@tehwatever
Yeah, and buying into and promoting the narrative that they oversaturate the market is buying into just that - an illusion.
When people begin biting into a false narrative en masse, there’s a problem. That’s not a good thing. It’s outright misinformation significantly altering the discourse on something. No need to tolerate bullshit.
Also, most Isekai aren’t aggressively marketed or heavily memed or any shit like that. Not in any notable way for anime adaptations relative to their scale. Of course something like Shield Hero got marketed a bunch. It was supposed to be a killer app, but how many Isekai get that level of marketing? And did anybody - outside of Anitube - give a shit about Death March or Isekai Smartphone?
Speaking of - you know what constantly sheds them spotlight, at least for the international audience? Fucking Anitube. A lot of anitubers constantly shit out Isekai vids and promote ideas like they’re everywhere and unavoidable and all of that, all in the most hyperbolic and polemic-laden ways they can possibly communicate these ideas. Making shitty SAO vids has turned into making shitty Isekai vids. So if you interact with anime on YouTube at all, you’ll fucking run into it since it’s the view meta. And then a lot of casuals will trust these Anitubers to be a source of info for them and spread that misinformation the Anituber promoted to increase view count.
And they did the same thing years ago with Magic High Schools. It’s not about how prominent something actually is - it’s about whether or not it’s prominent enough for anitubers to be able to claim that its the latest trend catering to disgusting virgin otaku with no lives and that it’s killing anime and overrunning the market and blah blah blah.
That’s what nets views.
That’s the fucking end goal.
Just bleh. More than anything I think it’s a display of how people with a platform can manipulate the perception of something, even if they’re being dishonest in doing so. This is a case where it’s pretty obviously dishonest when you look at it, yet look at how many people actually question the idea that it oversaturate the market. Worse yet, when you pretty much kill that idea dead in the water with fucking numbers and other objectively quantifiable things, people won’t hear it. That narrative is so prominent people reach for stupid justifications to cling onto it, because the amount of people who also bite into the bullshit is enough to
make them doubt reality and try to come up with a bunch of weak-ass explanations to fill in the gap. After all, that many people can’t be wrong, can’t they? Even if the entire discourse is predicated on lies, and even if they heard that idea from someone else, be it directly from the source at YT or secondhand in a thread like this one. There’s just no way. When so few are challenging the idea and so many people are espousing it, yet the side with the overwhelmingly better information and evidence
is the minority, it’s still not easy to convince most people that the majority is wrong.

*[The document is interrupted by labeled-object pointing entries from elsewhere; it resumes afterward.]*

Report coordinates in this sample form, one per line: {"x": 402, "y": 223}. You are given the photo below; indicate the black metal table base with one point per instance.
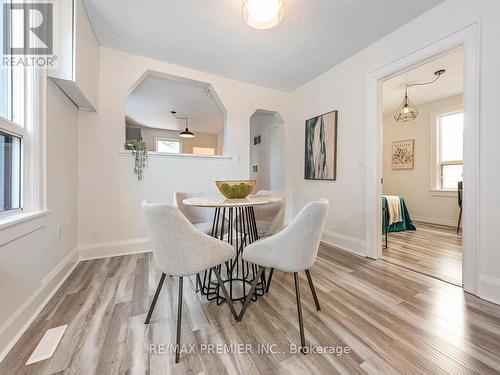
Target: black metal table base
{"x": 237, "y": 226}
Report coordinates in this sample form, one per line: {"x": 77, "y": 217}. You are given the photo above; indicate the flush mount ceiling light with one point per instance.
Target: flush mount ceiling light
{"x": 262, "y": 14}
{"x": 407, "y": 110}
{"x": 186, "y": 133}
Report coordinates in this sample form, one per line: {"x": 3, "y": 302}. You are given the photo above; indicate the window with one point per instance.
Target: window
{"x": 168, "y": 145}
{"x": 10, "y": 176}
{"x": 12, "y": 132}
{"x": 203, "y": 150}
{"x": 450, "y": 129}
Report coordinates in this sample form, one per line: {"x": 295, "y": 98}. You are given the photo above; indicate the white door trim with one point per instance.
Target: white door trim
{"x": 467, "y": 37}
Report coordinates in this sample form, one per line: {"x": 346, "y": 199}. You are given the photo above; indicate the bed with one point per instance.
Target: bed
{"x": 403, "y": 224}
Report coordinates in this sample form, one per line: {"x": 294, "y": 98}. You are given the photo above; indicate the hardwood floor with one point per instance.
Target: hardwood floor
{"x": 432, "y": 250}
{"x": 392, "y": 320}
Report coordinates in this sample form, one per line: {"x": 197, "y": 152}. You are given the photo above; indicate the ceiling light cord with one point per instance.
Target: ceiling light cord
{"x": 438, "y": 74}
{"x": 407, "y": 110}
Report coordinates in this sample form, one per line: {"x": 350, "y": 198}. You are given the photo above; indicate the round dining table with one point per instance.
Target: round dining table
{"x": 234, "y": 221}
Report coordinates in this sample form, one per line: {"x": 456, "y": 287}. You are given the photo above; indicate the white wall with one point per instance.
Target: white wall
{"x": 32, "y": 265}
{"x": 109, "y": 194}
{"x": 344, "y": 88}
{"x": 268, "y": 154}
{"x": 415, "y": 184}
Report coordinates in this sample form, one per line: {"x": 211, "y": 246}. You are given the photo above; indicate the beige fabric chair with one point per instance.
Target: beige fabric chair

From there, shitty rhetoric spreads outwards because of people adopting that as the take, and people who don’t interact with Anitube at all bite into that narrative that was born there, because they hear it from someone else. Nasty little cycle of lying, intentionally or unintentionally withstanding.

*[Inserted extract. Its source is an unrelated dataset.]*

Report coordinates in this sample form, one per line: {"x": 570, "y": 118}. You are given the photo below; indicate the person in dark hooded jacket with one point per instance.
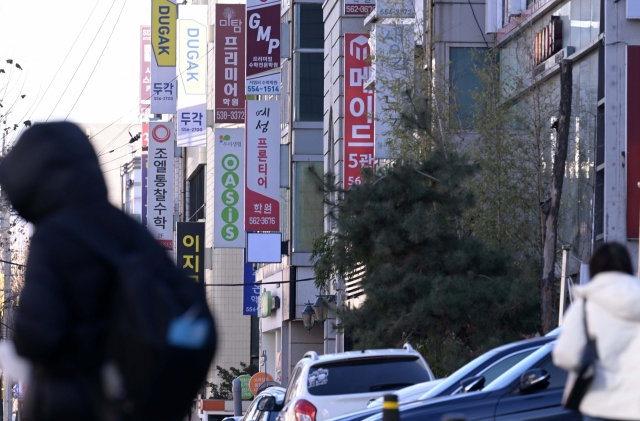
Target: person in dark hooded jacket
{"x": 51, "y": 175}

Question. Question question question. While it’s never been at the extent that it reached with isekai, this narrative of (x) non-traditional genre oversaturating the market has been a constant thing in the anime fandom for the last 15 years. It started with Moe and CGDCT. Then they came after my type, ecchi. Then magic schools. Then Isekai. Any time people start talking about a genre oversaturating the market,
doubt them. Or at least fucking question it.